Выбрать главу

* * *

На рассвете, едва на востоке забрезжила светлая полоска, на горизонте показались очертания поселения — белые и серые войлочные кибитки, хаотично разбросанные кучками по склонам широкой балки в отрогах Усть-Юрта. Немногочисленные кони дремали возле юрт, но за жилищами в глубине ущелья находились многочисленные табуны лошадей и разный скот, принадлежавший нескольким аулам адаевцев. Джеменеевцы, самое свирепое, самое отмороженное племя, охраняли стада рода, имея с этого свой верный процент. Вокруг царила тишина, лишь изредка слышен был лай собак, почуявших приближение нашего отряда.

Мы выбрали рассвет, как наиболее подходящее время. Аул спал, лишь старики-киргизы вылезали из юламеек с кунганами в руках. Эти кувшины для омовения подсказали нам, что старики спешили совершить утренний намаз.

Я приказывал отряду развернуться в боевую цепь, и ее тонкая линия мгновенно окружила стоянку. План был прост: даем несколько слаженных залпов, вспрыгиваем на коней и стремительной лавой врываемся в аул, никого не щадя.

— Огонь!

По взмаху моей руки урядники продублировали приказ. Громыхнуло. Пули полетели в аул, прошивая кибитки насквозь. Дико заржали кони в ауле и в глубине ущелья, старики закричали, многие из них простились с жизнью. В разбойничье гнездо, столетиями наводившее ужас на ембинские степи и северо-восточное побережье Каспия, пришло Возмездие.

Внезапность нападения ошеломила джеменеевцев. Они, заспанные, растерянные, но с оружием в руках выбегали из юрт и не верили своим глазам.

— Урус, урус! — понеслись по стойбищу дикие крики.

Им вторили женские вопли, визг и громкий плач детей, блеяние овец и стоны раненых.

Новый залп. Валятся на землю батыры.

— По коням! — командую я и сам прыгаю в седло.

В руке уже привычная мне тяжелая кривая шашка, пистолеты в кобурах заряжены. Мечтаю только об одном — встретить Джумальгедина, если он здесь, снести ему башку и забрать себе его золотого аргамака.

Казаки разворачиваются в лаву. Пики нацелены вперед, кони срываются с места. Громкое «Сарынь!» несется над степью, влетает в ущелье, и эхо вторит ему «рынь, рынь, рынь» — как похоронный плач над хищниками, посмевшими покуситься на нашего товарища, отнять доверенные нам деньги.

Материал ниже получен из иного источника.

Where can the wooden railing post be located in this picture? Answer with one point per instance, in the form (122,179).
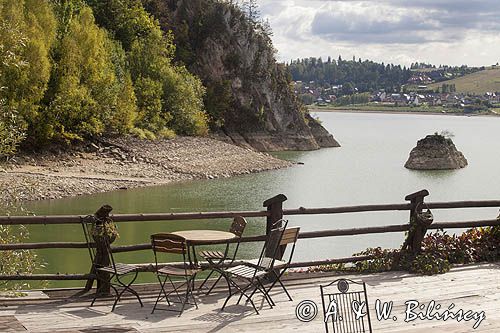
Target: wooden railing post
(274,206)
(102,251)
(418,227)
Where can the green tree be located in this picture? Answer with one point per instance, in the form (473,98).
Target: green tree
(25,85)
(87,91)
(12,44)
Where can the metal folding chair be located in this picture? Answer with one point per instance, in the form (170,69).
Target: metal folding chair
(339,298)
(216,258)
(115,271)
(279,267)
(251,275)
(173,244)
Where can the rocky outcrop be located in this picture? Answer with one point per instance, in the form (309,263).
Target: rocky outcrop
(435,152)
(249,97)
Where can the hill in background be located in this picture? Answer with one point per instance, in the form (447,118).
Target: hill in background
(480,82)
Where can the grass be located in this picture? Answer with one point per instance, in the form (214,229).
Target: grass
(487,80)
(390,108)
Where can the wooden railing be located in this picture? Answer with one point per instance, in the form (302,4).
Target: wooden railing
(274,212)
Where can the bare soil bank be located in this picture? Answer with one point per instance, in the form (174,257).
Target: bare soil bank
(126,163)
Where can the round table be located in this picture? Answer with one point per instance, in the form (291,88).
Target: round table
(205,237)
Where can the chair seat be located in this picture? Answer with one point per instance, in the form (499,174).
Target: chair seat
(119,268)
(266,262)
(171,270)
(212,255)
(245,271)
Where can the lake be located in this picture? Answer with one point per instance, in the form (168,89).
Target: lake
(367,169)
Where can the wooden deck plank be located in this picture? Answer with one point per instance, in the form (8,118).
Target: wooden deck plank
(475,288)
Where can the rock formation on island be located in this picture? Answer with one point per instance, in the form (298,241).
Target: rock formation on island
(435,152)
(249,96)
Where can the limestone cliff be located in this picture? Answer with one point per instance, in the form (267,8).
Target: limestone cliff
(435,152)
(249,97)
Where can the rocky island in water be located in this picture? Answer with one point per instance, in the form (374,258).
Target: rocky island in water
(435,152)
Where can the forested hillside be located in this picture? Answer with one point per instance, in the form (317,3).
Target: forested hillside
(75,69)
(249,97)
(364,75)
(64,76)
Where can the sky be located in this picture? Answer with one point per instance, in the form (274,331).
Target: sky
(452,32)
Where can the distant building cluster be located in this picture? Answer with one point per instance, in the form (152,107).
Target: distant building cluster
(435,99)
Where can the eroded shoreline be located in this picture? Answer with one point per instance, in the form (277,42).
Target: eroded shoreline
(126,163)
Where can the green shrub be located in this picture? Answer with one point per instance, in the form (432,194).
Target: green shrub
(439,252)
(428,264)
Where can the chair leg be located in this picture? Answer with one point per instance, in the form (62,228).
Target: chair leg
(242,291)
(262,289)
(206,279)
(186,296)
(126,287)
(192,290)
(162,290)
(213,286)
(278,279)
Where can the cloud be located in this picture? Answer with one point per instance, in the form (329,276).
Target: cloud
(403,31)
(369,24)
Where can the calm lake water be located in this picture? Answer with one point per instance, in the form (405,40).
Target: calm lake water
(367,169)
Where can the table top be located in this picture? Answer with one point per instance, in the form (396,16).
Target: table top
(205,236)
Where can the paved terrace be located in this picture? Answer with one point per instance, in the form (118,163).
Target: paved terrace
(475,287)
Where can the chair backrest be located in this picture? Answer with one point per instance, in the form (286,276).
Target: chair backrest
(337,298)
(238,226)
(170,243)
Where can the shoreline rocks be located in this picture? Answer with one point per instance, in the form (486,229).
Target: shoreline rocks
(121,163)
(435,152)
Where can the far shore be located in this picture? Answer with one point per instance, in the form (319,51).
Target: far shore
(430,113)
(125,163)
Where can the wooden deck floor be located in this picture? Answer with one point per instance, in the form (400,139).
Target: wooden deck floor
(475,288)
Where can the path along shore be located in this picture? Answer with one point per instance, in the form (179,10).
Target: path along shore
(428,113)
(126,163)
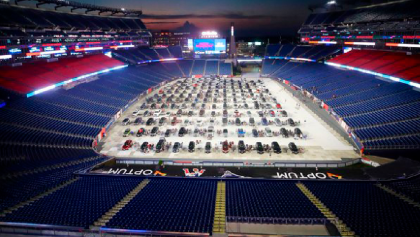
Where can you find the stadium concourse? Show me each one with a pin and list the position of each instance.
(286, 152)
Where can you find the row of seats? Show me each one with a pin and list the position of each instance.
(26, 17)
(32, 76)
(299, 51)
(394, 11)
(367, 209)
(361, 100)
(390, 63)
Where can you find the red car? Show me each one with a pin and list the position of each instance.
(225, 147)
(127, 145)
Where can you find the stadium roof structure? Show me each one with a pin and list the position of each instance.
(89, 7)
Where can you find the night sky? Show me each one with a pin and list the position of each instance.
(251, 17)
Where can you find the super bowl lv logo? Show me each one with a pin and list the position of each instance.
(196, 172)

Да только одного, что какая-то гнида решила на казака руку поднять, уже достаточно, чтобы втоптать ее в пыль.

Беспорядочная перестрелка вспыхивает по всему аулу. Ржут кони, звенит сталь, трещат пики, отбитые твердой рукой, свистят стрелы и дротики. Киргизы вооружены чем попало — длинными тонкими копьями, кривыми саблями, чеканами, допотопными ружьями и пистолетами с колесцовыми или фитильными замками, но главным образом толстой нагайкой-камчой, являющейся страшным оружием в умелых руках на открытом пространстве. В борьбе участвуют все обитатели стоянки — и стар, и млад высыпали на защиту своих жилищ. Они громко вопят:

— Ур! Ур!

Однако эта упорная борьба длится недолго. Дружный натиск казаков опрокидывает наскоро собранный заслон. Донцы и гребенцы уже скачут между кибиток, сражение распадается на множество одиночных схваток. Положение обороняющихся становится отчаянным: их поражают пулями, колют пиками, рубят шашками, забрасывают дротиками и топчут лошадьми. Тех, кто просит пощады, заталкивают обратно в кибитки, чтобы не путались под ногами — только женщин, детей и совсем дряхлых стариков. Остальным нет пощады. Лишь немногим удальцам удается вскочить на неоседланных лошадей и попытаться прорваться и бежать. Им вслед звучат выстрелы, они падают с коней, дно балки быстро заполняется ранеными и убитыми.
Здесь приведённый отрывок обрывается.